X = model.matrix(~x , d)
XtXi = solve(t(X) %*% X) 
hat = X %*% XtXi %*% t(X)

n = dim(X)[1]
p = dim(X)[2]

# ith diagnoal of hat matrix
hii = diag(hat)
# whether the ith point has a high leverage
plot(year, hii, ylab="leverage"); abline(2*p/n,0)

which((hii>2*p/n) == TRUE) #index of the elements with a high leverage

##  5 20 25 40 
##  5 20 25 40

x[hii > 2*p/n]  #x value of the elements with a high leverage

## [1] 24.8 22.3 22.3 25.0

year[hii > 2*p/n] #year of the elements with a high leverage

## [1] 1952 1967 1972 1987

So the 5, 20, 25, 40-th observations have high leverage. They correspond to year 1952, 1967, 1972, 1987 with Mount Airy temperature 24.8, 22.3, 22.3, 25, respectively.

(2)Internally standardized residual

e = summary(d.lm)$residual
s = summary(d.lm)$sigma

e_ISR = e/(s*sqrt(1-hii))

plot(x,e_ISR); abline(0,0)

hist(e_ISR, breaks=49, probability=TRUE, main = 'histogram of Internally studentized residual')
lines(density(e_ISR))

We want to take special notice of the observations with larger Internally standardized residuals.

(3)Externally studentized residual

d = e/(1-hii)  #according to class notes number(5)
s_i = sqrt(((n-p)*s^2 - e^2/(1-hii))/(n-p-1))  #(9)
s_di = s_i/sqrt(1-hii)  #(6)
d_ESR = d/s_di  #(8)

#d_ESR has a t distribution with n-p degree of freedom
plot(year, d_ESR); abline(qt(0.975,n-p-1),0); abline(-qt(0.975,n-p-1),0)

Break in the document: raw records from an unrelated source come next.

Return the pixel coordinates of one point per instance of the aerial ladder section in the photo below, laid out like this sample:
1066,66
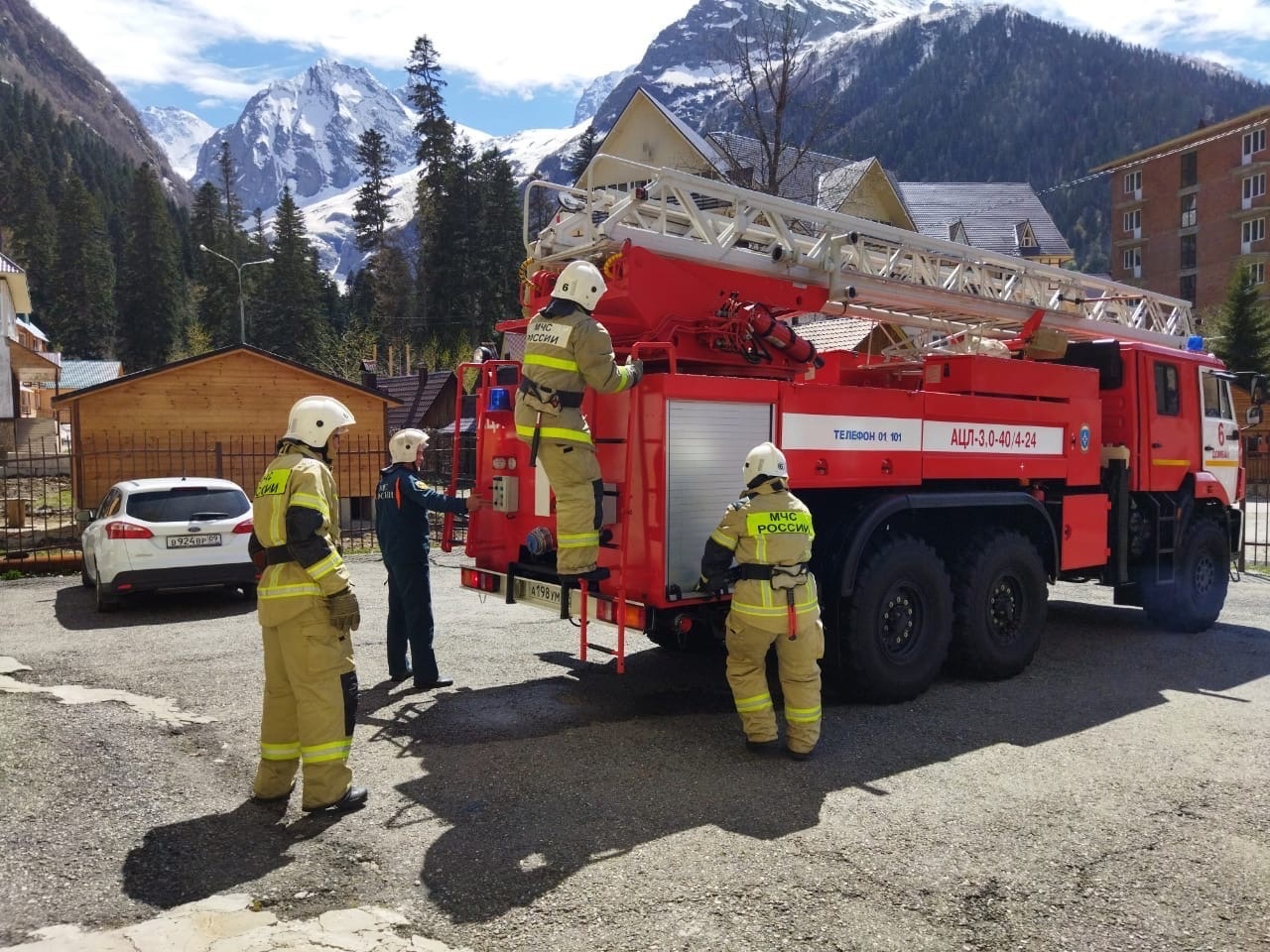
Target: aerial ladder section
874,272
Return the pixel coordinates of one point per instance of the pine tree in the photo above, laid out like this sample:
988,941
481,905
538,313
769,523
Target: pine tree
435,153
289,316
82,312
371,209
580,158
1243,331
151,286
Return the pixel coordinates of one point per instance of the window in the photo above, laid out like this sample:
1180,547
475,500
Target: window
1254,143
1191,169
1216,398
1167,395
1191,206
1254,186
1188,252
1188,289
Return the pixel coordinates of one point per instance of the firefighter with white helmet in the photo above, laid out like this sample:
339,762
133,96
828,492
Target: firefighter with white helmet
402,506
567,350
769,534
308,612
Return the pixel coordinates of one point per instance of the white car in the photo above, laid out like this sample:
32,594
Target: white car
168,535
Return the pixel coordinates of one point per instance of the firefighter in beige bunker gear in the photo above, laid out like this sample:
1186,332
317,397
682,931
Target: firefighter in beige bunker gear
308,612
567,350
769,532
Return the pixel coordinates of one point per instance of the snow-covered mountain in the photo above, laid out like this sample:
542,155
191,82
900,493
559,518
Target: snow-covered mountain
303,132
181,134
329,220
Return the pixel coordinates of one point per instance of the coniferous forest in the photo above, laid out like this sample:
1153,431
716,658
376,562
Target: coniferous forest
116,268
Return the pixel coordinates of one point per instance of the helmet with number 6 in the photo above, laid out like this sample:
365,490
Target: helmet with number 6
581,284
405,444
763,462
313,420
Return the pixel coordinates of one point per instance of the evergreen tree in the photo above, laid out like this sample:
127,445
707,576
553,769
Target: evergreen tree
82,311
435,151
580,158
1243,331
499,246
151,286
232,206
371,209
289,316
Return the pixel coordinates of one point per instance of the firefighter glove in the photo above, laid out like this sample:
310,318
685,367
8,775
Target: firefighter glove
635,368
344,612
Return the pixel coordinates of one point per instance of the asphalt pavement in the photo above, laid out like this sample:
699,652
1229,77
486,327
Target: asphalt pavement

which((abs(d_ESR) > qt(0.975,n-p-1)) == TRUE);

## 30 38 41 
## 30 38 41

x[abs(d_ESR) > qt(0.975,n-p-1)]; y[abs(d_ESR) > qt(0.975,n-p-1)]; year[abs(d_ESR) > qt(0.975,n-p-1)]

## [1] 24.3 23.2 24.4

## [1] 28.4 28.1 26.1

## [1] 1977 1985 1988

So the 30, 38, 41-th elements are outliers, in year 1977, 1985, 1988, with x values 24.3, 23.2, 24.4 and y vaules 28.4, 28.1, 26.1 respectively.

(4) DFFITS

y_hat = alpha_hat + x * beta_hat
dffits = d_ESR * sqrt(hii/(1-hii))
plot(year, dffits); abline(2 * sqrt(p/n),0); abline(-2 * sqrt(p/n),0)

which((abs(dffits) > 2 * sqrt(p/n))  == TRUE)

## 30 38 40 41 
## 30 38 40 41

According to this method, 30, 38-th observations are influential.

(5) DFBETAS

# want to see if BETA = 0
# H0: BETA = 0 (here BETA is all the coefficients, including alpha and beta)
BETA_hat <- matrix(data = c(alpha_hat, beta_hat))

#the coefficients with i-th elements deleted:
BETA_delete_i_hat <- t(data.frame(alpha = 0, beta = rep(0,n)))
for (i in 1:n){
BETA_delete_i_hat[,i] = BETA_hat -  XtXi %*% matrix(X[i,]) %*% e[i] /(1-hii[i])}

ckk <- rep(0,p)
for (k in 1:p) {ckk[k] = XtXi[k,k]}

# check alpha
DFBETAS_alpha = (BETA_hat[1] - BETA_delete_i_hat[1,])/(s_i * sqrt(ckk[1]))
plot(year, DFBETAS_alpha); abline(2/sqrt(n),0); abline(-2/sqrt(n),0)

which((abs(DFBETAS_alpha) > 2/sqrt(n)) == TRUE)

## 30 40 41 
## 30 40 41

# check beta
DFBETAS_beta = (BETA_hat[2] - BETA_delete_i_hat[2,])/(s_i * sqrt(ckk[2]))
plot(year, DFBETAS_beta); abline(2/sqrt(n),0); abline(-2/sqrt(n),0)

which((abs(DFBETAS_beta) > 2/sqrt(n)) == TRUE)

## 30 40 41 
## 30 40 41

The 30, 40, 41-th observations have large influence on the \(\alpha\) parameter.

The 30, 40, 41-th observations have large influence on the \(\beta\) parameter.

(6)Cook’s D statistic

D = (e^2 * hii) / (p*(s^2)*((1-hii)^2))
plot(year, D); abline(qf(0.1, p, n-p),0);abline(qf(0.5, p, n-p),0)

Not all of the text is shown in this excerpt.